O ministro Gilmar Mendes, do Supremo Tribunal Federal (STF), votou nesta sexta-feira (19) pela manutenção integral da decisão da Corte que declarou a inconstitucionalidade do marco temporal para demarcação de terras indígenas. O voto foi proferido durante julgamento virtual de recursos apresentados após o acórdão de dezembro de 2025, que invalidou a tese de que indígenas só teriam direito às terras que ocupavam em 5 de outubro de 1988 ou que estavam em disputa judicial na época.

Até o momento, o placar está 1 a 0 pela manutenção da íntegra do julgamento. A sessão virtual está prevista para encerrar na sexta-feira (26).

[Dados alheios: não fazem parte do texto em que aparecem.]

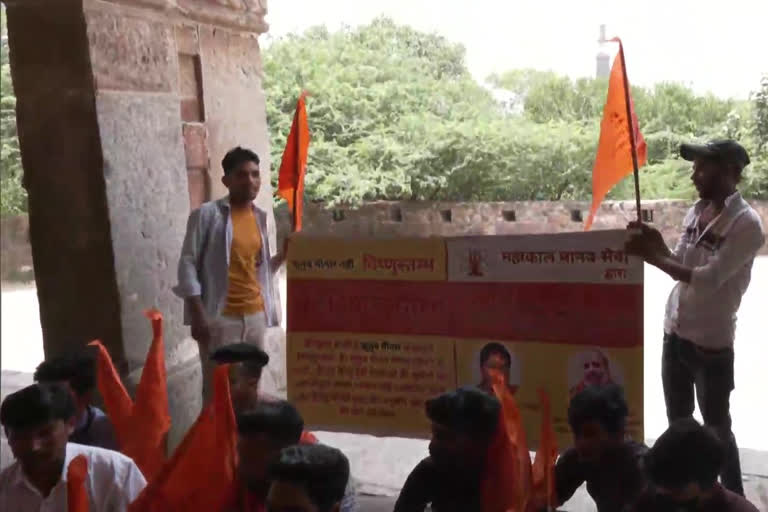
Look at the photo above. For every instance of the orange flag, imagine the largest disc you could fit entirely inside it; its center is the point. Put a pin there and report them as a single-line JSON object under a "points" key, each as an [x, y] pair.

Contexto do marco temporal

Em 2023, o STF já havia considerado o marco temporal inconstitucional. Na sequência, o presidente Luiz Inácio Lula da Silva vetou parte da Lei 14.701/2023, que validava a regra, mas o Congresso derrubou o veto. A decisão definitiva do Supremo veio em dezembro de 2025, invalidando o marco de forma definitiva.

Recursos e argumentos

Os recursos foram protocolados pela Articulação dos Povos Indígenas do Brasil (APIB) e pelos partidos PT, PV, PC do B, PSOL e Rede Sustentabilidade. Os embargantes pediam a suspensão da eficácia da decisão até o julgamento final dos recursos. A APIB também alegou que os conflitos em áreas indígenas se agravaram após a decisão.

Gilmar Mendes, no entanto, entendeu que a suspensão poderia comprometer a segurança jurídica. Em seu voto, afirmou: “Vislumbro que eventual suspensão do acórdão acarretaria risco de dano grave ou de difícil reparação reverso, tendo em vista a necessidade de se conferir segurança jurídica às questões indígenas, por meio da implementação das determinações constantes do acórdão.”

Sobre a falta de consulta prévia aos povos originários, conforme a Convenção 169 da Organização Internacional do Trabalho (OIT), Mendes argumentou que a exigência inviabilizaria o processo legislativo, especialmente diante das mais de 391 etnias identificadas no Censo 2022 do IBGE.

Críticas de entidades indígenas

Embora o marco temporal tenha sido derrubado, entidades de proteção aos indígenas apontam que retrocessos foram mantidos, como a possibilidade de indenização para invasores que fizeram benfeitorias de “boa-fé”, a flexibilização da consulta prévia e outras questões que podem dificultar as demarcações.